NEW YORK — There won’t be any wild pitches on intentional walks this season.

The players’ association has agreed to Major League Baseball’s proposal to have intentional walks without pitches this year.

“It doesn’t seem like that big of a deal. I know they’re trying to cut out some of the fat. I’m OK with that,” Cleveland Manager Terry Francona said.

While the union has resisted many of MLB’s proposed innovations, such as raising the bottom of the strike zone, installing pitch clocks and limiting trips to the mound, players are willing to accept the intentional walk change.

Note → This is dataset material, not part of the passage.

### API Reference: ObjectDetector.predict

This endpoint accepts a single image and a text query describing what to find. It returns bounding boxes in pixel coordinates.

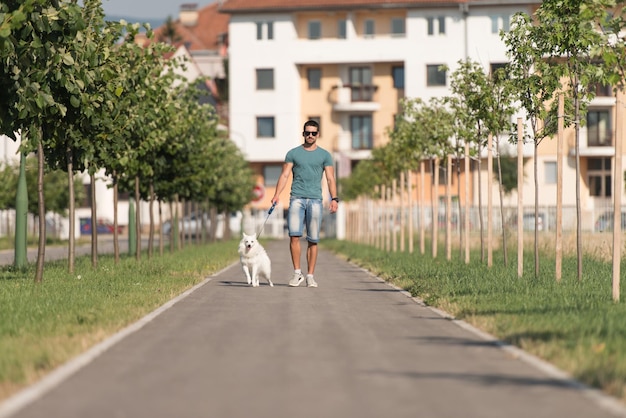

“As part of a broader discussion with other moving pieces, the answer is yes,” union head Tony Clark wrote Wednesday in an email to The Associated Press. “There are details, as part of that discussion, that are still being worked through, however.”

The union’s decision was first reported by ESPN.

“I’m OK with it. You signal. I don’t think that’s a big deal,” Yankees Manager Joe Girardi said. “For the most part, it’s not changing the strategy, it’s just kind of speeding things up. I’m good with it.”

There were 932 intentional walks last year, including 600 in the National League, where batters are walked to bring the pitcher’s slot to the plate.

RANGERS: Josh Hamilton has left spring training camp to have his reconstructed left knee examined after he experienced pain.

The 2010 AL MVP, at spring training with a minor league contract, felt discomfort in the knee during the Rangers’ first full-squad spring training workout Tuesday. Hamilton has had 10 knee operations.

Hamilton has a $24 million salary this year, and the Angels pay the Rangers $22 million to cover most of it.

YANKEES: Manager Joe Girardi said 36-year old left-hander CC Sabathia, coming off arthroscopic knee surgery in October, likely will pitch in simulated games instead of spring training exhibitions during the first few times through the rotation.

Girardi said Sabathia has not had any knee issues but the team is able to control his routine better with a simulated game.